February 22, 2012

on my Lenten indecision

Choosing what I'm going to do for Lent is a lot like picking a New Years Resolution, in that I can never choose what to commit to. Oh sure, I can come up with a list of about a million things, almost instantaneously, that I could do. You want to know why it's so easy? Because it's stuff I should probably already be doing anyway.

So then, of course, I get all convicted and whatnot and head rapidly into a full blown shame-spiral because I'm a worthless human who can't do anything right. It's really not terribly productive, in the end, because I don't end up choosing anything since I'm too busy feeling worthless and continuing to do nothing. Oof. No good, I tell you, no good at all.

And yet here we are, the day before Lent, and I'm still trying to figure out what it is exactly I'd like to do for it. Give something up? Add a spiritual discipline? Stop doing something? Start doing something? BOTH!? Someone tell me what to Lent! I beg you!

On the other hand, I have learned so much through Lent in the past 4 years that this year I'm almost looking forward to it. I've been revisiting some of it and relearning those lessons, recalling, reveling in God's faithfulness to me. I know that's kind of weird to say, that I'm excited, because Lent in general isn't supposed to be particularly pleasant. But sometimes, church traditions aren't just stuffy and boring, they have purpose. Really beautiful purpose. I've said it before and I'll say it again: observing Lent through to Easter changes everything. At least, it did for me. It makes everything about Easter more wonderful and it makes the wilderness meaningful in ways it wasn't before. It's ridiculously poetic. I love that.

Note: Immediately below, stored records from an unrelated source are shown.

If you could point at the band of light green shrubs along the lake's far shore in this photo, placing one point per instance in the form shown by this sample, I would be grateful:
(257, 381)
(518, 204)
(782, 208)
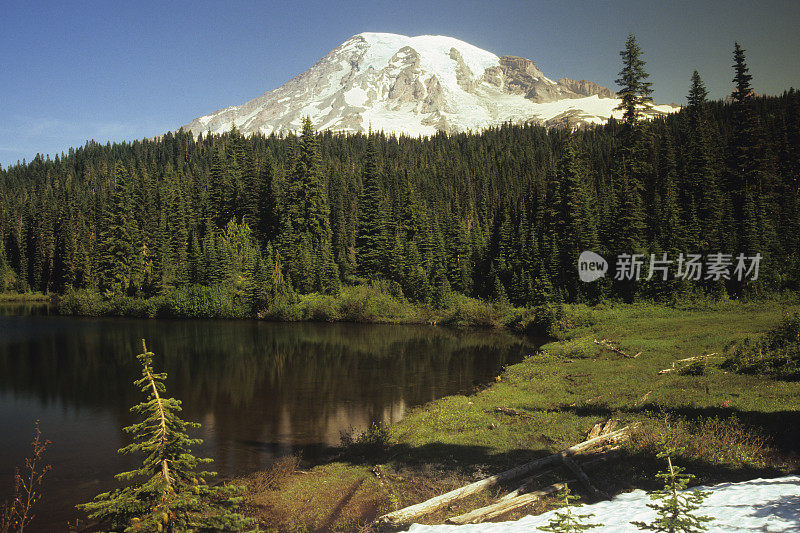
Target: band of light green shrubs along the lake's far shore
(372, 302)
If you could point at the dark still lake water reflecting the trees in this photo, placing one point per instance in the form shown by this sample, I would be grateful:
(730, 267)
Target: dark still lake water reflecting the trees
(260, 390)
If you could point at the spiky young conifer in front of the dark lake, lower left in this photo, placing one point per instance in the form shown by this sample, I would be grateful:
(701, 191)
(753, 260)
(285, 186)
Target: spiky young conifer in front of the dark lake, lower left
(174, 496)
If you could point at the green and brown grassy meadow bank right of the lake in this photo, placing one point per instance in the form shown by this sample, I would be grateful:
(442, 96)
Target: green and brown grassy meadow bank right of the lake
(607, 364)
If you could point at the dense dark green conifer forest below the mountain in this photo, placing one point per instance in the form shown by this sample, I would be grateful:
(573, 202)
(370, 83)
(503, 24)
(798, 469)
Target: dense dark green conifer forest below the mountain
(499, 215)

The first time Lent was explained to me in a way that resonated more than just deciding to give up Diet Coke for 40 days, it was huge. It was a time when I knew wilderness and I needed it to mean something. And then there it was. It did mean something. It does. I don't know, I think at the surface it seems strange to observe such a dark time. I think it seems weird that corporately, as a church, we focus on darkness and mess for so long. But on some strange, weird level, I find great comfort in it. I find great comfort in the thought of light at the end of darkness. I find great comfort in knowing that even though we observe the trials of the 40 days, the grief of Good Friday, the sad emptiness of Holy Saturday, that at the end of that? There is Sunday. There is hope. And hope does not disappoint us.

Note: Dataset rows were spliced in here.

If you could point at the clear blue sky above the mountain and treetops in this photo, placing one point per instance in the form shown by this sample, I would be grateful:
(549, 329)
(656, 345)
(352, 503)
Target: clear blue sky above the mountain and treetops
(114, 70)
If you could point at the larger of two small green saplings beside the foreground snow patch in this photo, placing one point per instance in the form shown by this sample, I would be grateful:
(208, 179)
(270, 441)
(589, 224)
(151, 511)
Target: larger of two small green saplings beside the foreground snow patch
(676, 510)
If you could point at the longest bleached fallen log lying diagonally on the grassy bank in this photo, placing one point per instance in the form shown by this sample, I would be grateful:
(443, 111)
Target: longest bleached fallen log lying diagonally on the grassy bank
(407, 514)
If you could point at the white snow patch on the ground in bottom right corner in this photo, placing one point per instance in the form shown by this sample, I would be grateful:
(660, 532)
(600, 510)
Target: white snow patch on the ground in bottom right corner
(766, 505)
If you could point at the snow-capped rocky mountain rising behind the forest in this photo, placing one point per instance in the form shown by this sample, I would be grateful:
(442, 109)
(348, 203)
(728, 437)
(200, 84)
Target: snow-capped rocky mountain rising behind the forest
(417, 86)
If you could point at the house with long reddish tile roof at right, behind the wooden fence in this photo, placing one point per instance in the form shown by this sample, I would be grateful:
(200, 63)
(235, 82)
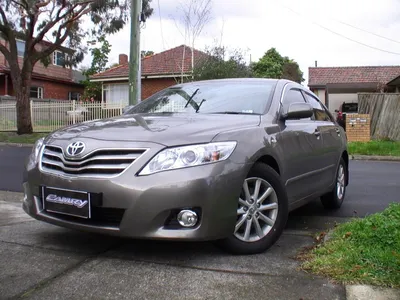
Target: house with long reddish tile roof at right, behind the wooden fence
(335, 85)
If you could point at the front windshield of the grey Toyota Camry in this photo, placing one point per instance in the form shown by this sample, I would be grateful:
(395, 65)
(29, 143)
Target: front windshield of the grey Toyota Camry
(217, 97)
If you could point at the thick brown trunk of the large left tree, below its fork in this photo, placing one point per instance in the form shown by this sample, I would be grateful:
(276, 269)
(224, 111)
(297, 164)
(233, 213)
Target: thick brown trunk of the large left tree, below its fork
(22, 93)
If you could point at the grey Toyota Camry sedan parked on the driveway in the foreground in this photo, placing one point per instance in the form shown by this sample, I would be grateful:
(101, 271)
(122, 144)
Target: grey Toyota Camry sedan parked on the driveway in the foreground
(220, 160)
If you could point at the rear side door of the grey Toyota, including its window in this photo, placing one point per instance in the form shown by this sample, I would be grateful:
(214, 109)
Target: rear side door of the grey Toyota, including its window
(331, 140)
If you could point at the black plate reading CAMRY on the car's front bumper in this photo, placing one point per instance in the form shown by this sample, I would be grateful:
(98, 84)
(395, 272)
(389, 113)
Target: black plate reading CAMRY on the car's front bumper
(66, 202)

I'm trying, this year, to decide what exactly it is that I need to add or subtract from my life so that I can lean more fully into God, so that I will be ready, when the time comes, to celebrate the gift and glory of Jesus. I probably should have been discerning this sooner, but alas, I am a procrastinator. And my list of things I should be doing already is long and daunting. I'm setting the goal that by Ash Wednesday service tonight at 7, I will be ready to commit to whatever it is. In the meantime I just won't do anything I shouldn't be doing so that I don't accidentally break whatever Lenten commitment I decide to make. It may be a long day, is what I'm telling you, so I guess you've been warned?

Mostly I'm excited. Excited because I can't wait to see what God has to teach me through the next 40 or so days. Excited because honestly, I'm ready to be stripped of stuff I don't need. Excited because even though brokenness is a thing, even though pain is undeniable and sadness and grief are inevitable, there's hope at the end. There's rescue, and a way out of the wilderness. There's a Savior.